Jan. 14, 2014
In McCutcheon, U.S. Supreme Court May Inadvertently Subvert Limits on Contributions to Parties
Public Citizen Report: Lifting Any Aggregate Restrictions Would Allow Individuals to Funnel Millions to Both Candidates and Parties Via Fundraising Committees
WASHINGTON, D.C. — Even if the U.S. Supreme Court maintains limits on contributions to parties and political action committees (PACs) when it rules in McCutcheon v. Federal Election Commission, a decision to strike down caps on aggregate contributions to candidates could effectively allow a single donor to give party committees more than $1.8 million, or more than 24 times the legal limit, Public Citizen concludes in the second of a two-part series on the potential implications of the case.
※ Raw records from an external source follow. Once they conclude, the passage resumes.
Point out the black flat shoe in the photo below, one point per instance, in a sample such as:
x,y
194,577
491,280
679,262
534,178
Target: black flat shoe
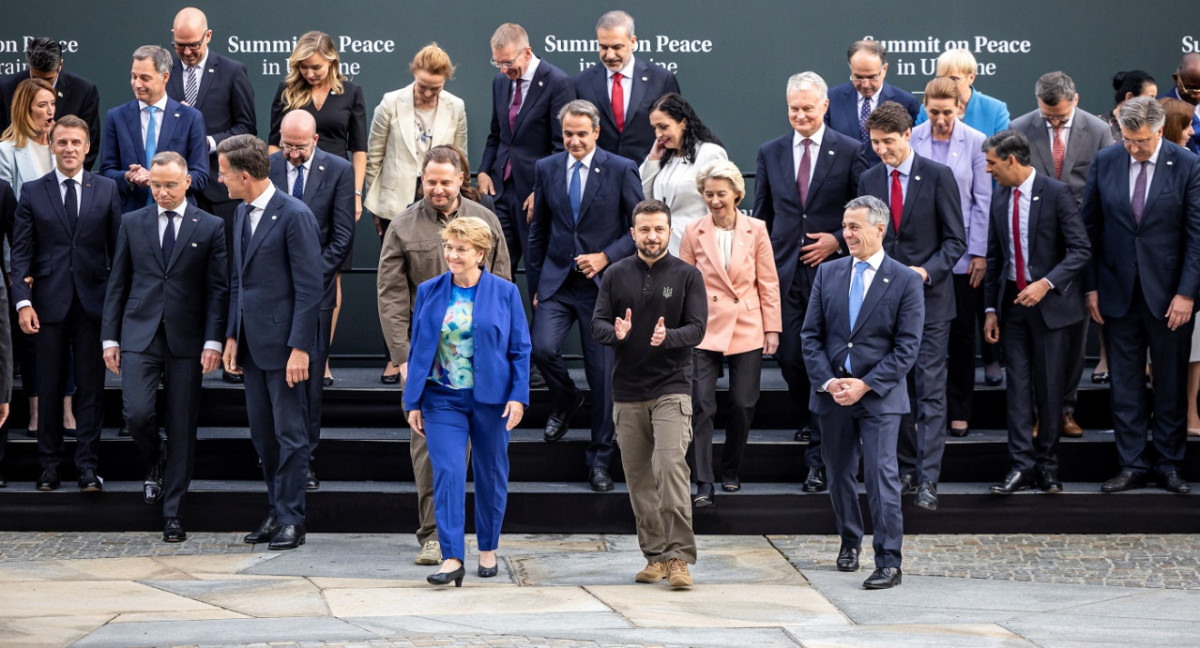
x,y
444,577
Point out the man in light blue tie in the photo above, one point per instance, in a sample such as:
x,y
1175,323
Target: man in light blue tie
x,y
585,198
861,337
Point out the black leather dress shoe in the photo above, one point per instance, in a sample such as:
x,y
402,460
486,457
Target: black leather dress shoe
x,y
1171,481
600,480
288,537
1050,481
559,420
264,532
89,483
49,479
815,481
1014,481
1123,481
173,531
847,558
882,579
927,496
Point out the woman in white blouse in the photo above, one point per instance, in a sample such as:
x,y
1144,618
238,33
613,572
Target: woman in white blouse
x,y
682,147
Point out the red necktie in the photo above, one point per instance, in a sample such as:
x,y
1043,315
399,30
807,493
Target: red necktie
x,y
1018,253
618,102
897,199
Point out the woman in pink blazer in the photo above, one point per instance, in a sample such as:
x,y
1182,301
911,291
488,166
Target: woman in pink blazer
x,y
733,253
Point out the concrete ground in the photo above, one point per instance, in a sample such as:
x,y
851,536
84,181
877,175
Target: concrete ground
x,y
126,589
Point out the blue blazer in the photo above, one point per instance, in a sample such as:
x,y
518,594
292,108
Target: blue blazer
x,y
649,83
931,234
612,191
63,262
275,288
501,340
1163,252
537,131
777,201
329,195
183,131
843,113
885,340
227,102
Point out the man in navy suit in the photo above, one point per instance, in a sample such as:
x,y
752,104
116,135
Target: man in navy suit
x,y
325,184
862,334
165,318
925,232
274,298
853,101
805,231
527,96
1143,213
623,89
76,95
1037,250
220,89
64,234
581,220
151,123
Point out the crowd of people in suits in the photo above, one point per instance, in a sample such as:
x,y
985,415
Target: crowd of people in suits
x,y
939,226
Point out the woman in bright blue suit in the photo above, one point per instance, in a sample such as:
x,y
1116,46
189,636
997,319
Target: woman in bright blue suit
x,y
471,345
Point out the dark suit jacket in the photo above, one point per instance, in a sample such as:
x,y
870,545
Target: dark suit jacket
x,y
1163,252
537,131
189,297
931,233
501,334
843,113
606,209
76,96
1057,250
183,131
1087,136
329,193
227,102
886,336
649,83
835,173
275,289
63,262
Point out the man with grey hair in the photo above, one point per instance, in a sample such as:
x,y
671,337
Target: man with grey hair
x,y
861,337
853,101
1141,205
624,88
151,123
804,179
1063,139
581,219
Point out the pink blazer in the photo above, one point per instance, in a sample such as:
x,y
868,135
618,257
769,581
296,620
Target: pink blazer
x,y
743,301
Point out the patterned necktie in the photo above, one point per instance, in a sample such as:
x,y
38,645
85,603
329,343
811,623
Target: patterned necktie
x,y
191,87
168,238
618,102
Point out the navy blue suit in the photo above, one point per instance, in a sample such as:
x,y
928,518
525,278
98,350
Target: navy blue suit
x,y
564,294
649,82
883,347
274,298
70,273
843,114
777,202
535,133
329,193
162,315
181,131
1138,269
931,237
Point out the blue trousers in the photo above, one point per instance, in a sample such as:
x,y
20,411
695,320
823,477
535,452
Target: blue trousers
x,y
453,417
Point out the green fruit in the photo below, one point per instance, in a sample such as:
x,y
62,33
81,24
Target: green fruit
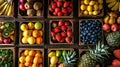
x,y
58,53
38,25
64,52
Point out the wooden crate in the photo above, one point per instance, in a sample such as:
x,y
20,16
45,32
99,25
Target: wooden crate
x,y
50,22
80,21
20,39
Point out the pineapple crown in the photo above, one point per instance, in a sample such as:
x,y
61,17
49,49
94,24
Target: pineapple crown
x,y
100,52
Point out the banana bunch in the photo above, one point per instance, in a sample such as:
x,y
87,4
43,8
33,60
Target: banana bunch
x,y
6,7
114,5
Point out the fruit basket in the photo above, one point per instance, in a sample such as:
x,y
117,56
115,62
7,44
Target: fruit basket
x,y
61,31
59,57
7,57
90,9
31,9
31,57
7,33
60,8
90,31
32,33
7,8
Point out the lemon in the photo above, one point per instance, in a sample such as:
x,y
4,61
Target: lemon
x,y
30,25
86,2
51,54
85,12
96,7
83,7
95,12
89,8
92,3
54,60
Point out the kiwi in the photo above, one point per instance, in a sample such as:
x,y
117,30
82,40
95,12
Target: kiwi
x,y
30,12
28,5
39,13
37,5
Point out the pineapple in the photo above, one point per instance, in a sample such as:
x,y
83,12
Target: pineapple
x,y
113,39
70,59
90,58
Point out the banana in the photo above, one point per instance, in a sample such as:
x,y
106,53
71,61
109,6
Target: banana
x,y
111,4
3,10
2,5
10,10
115,7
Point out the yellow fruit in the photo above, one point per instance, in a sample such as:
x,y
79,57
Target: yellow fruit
x,y
24,40
26,52
24,27
89,8
22,59
85,12
51,54
31,40
96,7
30,25
92,3
54,60
86,2
83,7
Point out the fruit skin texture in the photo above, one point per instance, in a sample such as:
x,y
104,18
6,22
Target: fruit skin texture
x,y
117,53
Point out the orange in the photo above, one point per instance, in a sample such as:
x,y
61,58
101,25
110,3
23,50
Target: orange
x,y
39,40
36,33
31,53
21,65
41,65
26,52
22,59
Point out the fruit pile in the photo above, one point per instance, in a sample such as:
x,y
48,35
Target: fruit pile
x,y
32,33
6,58
6,7
31,7
62,58
31,58
111,22
60,7
6,32
91,7
61,31
90,31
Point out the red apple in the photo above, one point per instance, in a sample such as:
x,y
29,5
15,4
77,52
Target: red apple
x,y
114,27
21,7
106,27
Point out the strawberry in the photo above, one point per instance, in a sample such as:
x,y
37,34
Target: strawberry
x,y
58,37
63,28
116,63
63,34
60,23
59,14
57,10
68,39
66,4
56,30
117,53
69,33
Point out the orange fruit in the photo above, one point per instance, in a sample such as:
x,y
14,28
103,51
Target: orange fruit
x,y
21,65
26,52
39,40
36,33
31,53
22,59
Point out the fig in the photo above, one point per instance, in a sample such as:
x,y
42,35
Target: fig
x,y
28,5
37,5
30,12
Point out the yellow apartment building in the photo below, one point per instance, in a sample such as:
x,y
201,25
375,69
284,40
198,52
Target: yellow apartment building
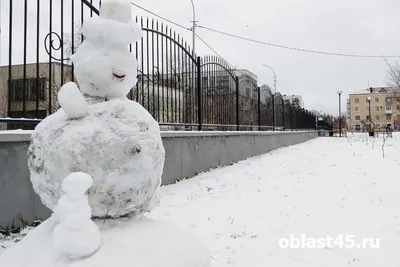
x,y
376,106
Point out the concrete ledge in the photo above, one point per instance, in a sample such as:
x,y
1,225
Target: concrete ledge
x,y
24,136
187,154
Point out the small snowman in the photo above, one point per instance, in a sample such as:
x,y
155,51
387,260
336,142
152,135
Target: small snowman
x,y
75,235
98,130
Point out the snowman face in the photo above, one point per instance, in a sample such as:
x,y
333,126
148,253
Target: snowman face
x,y
105,71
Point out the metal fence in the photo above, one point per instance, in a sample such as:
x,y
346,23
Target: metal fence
x,y
181,90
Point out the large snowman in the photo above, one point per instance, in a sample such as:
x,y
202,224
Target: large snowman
x,y
99,131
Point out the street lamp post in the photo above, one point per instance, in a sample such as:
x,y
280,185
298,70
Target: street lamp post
x,y
370,118
194,30
274,76
340,113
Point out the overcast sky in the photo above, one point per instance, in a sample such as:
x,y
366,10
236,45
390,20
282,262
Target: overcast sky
x,y
369,27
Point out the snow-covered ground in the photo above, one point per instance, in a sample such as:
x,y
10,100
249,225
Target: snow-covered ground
x,y
325,187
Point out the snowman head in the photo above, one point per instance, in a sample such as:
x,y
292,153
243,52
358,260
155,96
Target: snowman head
x,y
104,67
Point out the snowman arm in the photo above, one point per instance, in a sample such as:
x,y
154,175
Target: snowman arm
x,y
72,101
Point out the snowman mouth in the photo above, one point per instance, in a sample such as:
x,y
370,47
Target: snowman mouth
x,y
119,76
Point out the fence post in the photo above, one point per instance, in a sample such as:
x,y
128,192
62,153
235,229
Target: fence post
x,y
199,102
273,112
291,119
259,109
237,104
283,115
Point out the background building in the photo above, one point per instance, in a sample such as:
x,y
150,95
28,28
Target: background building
x,y
34,97
382,109
296,100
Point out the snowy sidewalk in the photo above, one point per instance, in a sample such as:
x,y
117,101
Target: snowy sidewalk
x,y
327,186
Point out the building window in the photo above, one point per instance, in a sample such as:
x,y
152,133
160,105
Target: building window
x,y
31,89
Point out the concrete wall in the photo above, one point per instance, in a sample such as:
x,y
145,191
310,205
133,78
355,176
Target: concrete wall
x,y
187,154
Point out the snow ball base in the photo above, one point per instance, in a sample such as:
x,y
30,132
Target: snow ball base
x,y
118,144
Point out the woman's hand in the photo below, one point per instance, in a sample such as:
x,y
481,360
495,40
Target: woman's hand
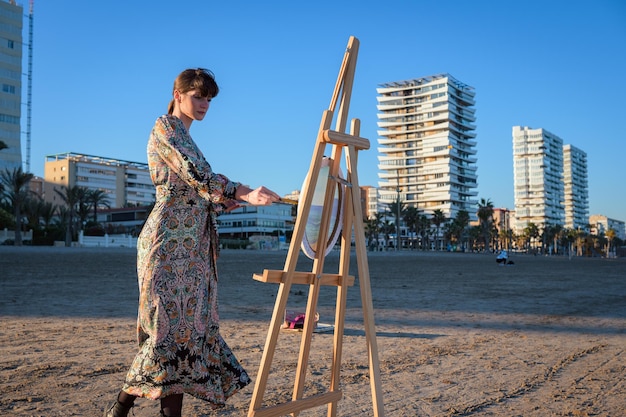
x,y
261,196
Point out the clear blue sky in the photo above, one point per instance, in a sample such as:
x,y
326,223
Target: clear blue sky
x,y
103,72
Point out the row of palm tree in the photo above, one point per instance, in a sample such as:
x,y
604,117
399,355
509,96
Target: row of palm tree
x,y
28,208
438,232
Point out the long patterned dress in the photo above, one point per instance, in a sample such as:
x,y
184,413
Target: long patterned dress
x,y
180,347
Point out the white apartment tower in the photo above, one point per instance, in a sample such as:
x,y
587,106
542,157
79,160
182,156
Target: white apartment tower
x,y
576,195
10,84
427,147
538,178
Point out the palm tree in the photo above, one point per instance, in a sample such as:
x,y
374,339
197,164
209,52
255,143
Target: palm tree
x,y
97,198
438,219
485,217
387,228
71,196
16,191
423,226
411,219
531,231
610,235
397,208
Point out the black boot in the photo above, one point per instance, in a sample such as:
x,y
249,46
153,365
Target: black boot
x,y
164,415
117,410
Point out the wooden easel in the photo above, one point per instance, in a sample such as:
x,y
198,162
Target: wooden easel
x,y
352,217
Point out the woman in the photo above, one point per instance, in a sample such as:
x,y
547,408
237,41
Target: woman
x,y
180,347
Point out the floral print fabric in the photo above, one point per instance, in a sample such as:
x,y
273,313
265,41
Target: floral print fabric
x,y
180,347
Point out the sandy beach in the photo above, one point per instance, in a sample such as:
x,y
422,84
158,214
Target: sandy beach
x,y
457,334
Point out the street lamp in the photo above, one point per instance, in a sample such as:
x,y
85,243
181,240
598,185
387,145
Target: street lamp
x,y
397,210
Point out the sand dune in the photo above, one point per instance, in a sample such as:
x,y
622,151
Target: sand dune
x,y
457,334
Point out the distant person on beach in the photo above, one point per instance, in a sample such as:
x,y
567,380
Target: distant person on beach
x,y
181,350
502,257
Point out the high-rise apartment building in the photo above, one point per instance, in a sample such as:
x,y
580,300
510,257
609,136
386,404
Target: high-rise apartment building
x,y
538,178
576,203
125,183
11,84
427,144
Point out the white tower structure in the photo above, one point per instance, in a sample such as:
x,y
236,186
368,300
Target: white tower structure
x,y
427,147
538,178
576,189
11,18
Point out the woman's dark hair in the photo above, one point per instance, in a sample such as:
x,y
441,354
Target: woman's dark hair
x,y
200,79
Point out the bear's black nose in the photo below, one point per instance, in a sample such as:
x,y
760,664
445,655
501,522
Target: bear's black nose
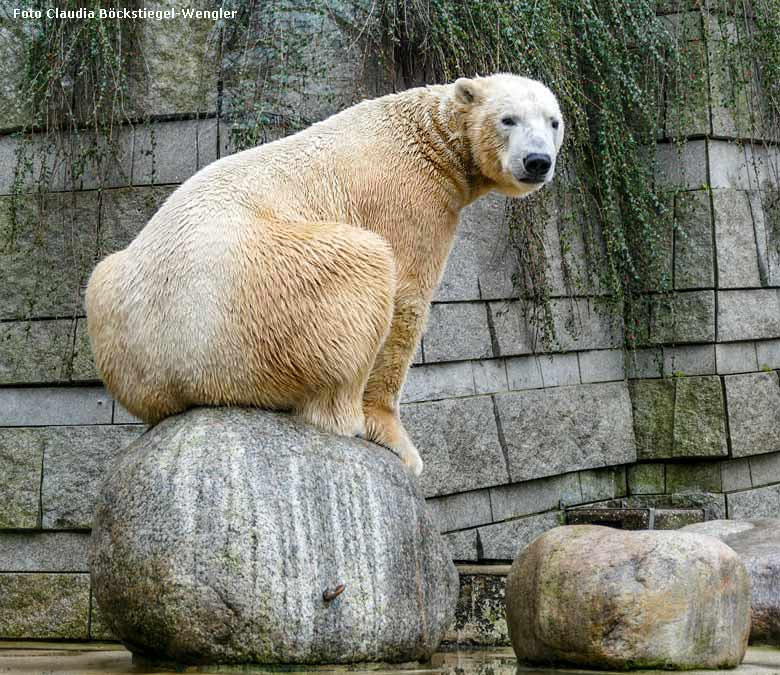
x,y
537,164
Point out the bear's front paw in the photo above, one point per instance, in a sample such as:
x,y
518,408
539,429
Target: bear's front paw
x,y
383,426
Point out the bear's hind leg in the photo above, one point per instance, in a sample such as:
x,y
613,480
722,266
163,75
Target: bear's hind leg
x,y
338,411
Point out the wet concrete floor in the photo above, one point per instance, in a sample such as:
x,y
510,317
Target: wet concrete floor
x,y
109,659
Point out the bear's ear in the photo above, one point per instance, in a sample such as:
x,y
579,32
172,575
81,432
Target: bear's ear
x,y
467,91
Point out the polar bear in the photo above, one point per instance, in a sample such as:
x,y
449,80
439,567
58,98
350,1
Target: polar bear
x,y
297,275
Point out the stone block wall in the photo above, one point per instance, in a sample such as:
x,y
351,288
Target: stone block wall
x,y
513,438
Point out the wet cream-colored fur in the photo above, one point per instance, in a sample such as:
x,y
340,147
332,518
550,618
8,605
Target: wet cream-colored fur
x,y
297,275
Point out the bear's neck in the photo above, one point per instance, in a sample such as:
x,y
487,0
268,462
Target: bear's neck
x,y
442,142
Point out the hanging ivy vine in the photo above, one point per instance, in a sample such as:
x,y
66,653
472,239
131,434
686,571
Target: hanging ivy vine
x,y
627,74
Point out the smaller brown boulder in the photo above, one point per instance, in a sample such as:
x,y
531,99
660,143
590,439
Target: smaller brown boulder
x,y
614,599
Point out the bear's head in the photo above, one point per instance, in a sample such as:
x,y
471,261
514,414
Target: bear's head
x,y
514,128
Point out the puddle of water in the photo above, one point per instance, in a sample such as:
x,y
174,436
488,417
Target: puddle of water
x,y
492,661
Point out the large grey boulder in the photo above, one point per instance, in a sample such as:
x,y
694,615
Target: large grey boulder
x,y
616,599
757,542
226,536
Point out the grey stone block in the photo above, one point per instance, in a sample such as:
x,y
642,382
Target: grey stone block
x,y
732,166
646,479
699,418
208,141
480,618
563,429
44,606
514,335
765,469
459,444
689,317
463,545
753,404
559,369
645,363
8,161
20,489
49,249
490,376
44,551
748,315
681,167
524,372
690,477
123,416
108,162
35,351
460,281
600,484
604,365
689,360
460,511
761,502
83,368
437,381
125,212
98,629
712,505
674,519
536,496
693,251
165,152
418,354
764,209
75,462
457,331
33,407
505,541
735,475
177,73
768,354
736,240
736,357
653,413
580,325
Eliminating aggregate contribution limits to candidates could cumulatively enable candidates to transfer a total of more than $74 million from large individual donors to the national party committees, according to the report, “Beware of a Naive Perspective: A Prebuttal to Possible U.S. Supreme Court Rulings in McCutcheon v. Federal Election Commission.”
The report demonstrates that a ruling that strikes down limits on total contributions to candidates but leaves aggregate limits on contributions to parties untouched still could erode the meaning of these limits because of the law’s vast permissions for candidates and committees to transfer money to one another.
“If the court were to strike down limits only on aggregate contributions to candidates, the decision would also diminish the effect of caps on contributions to parties,” said Adam Crowther, researcher with Public Citizen’s Congress Watch division and co-author of the report. “What we are going to end up seeing are candidates in non-competitive races transferring large sums to party committees. Those transfers would provide a means to evade limits on contributions to parties even if the justices sought to preserve the party limits.”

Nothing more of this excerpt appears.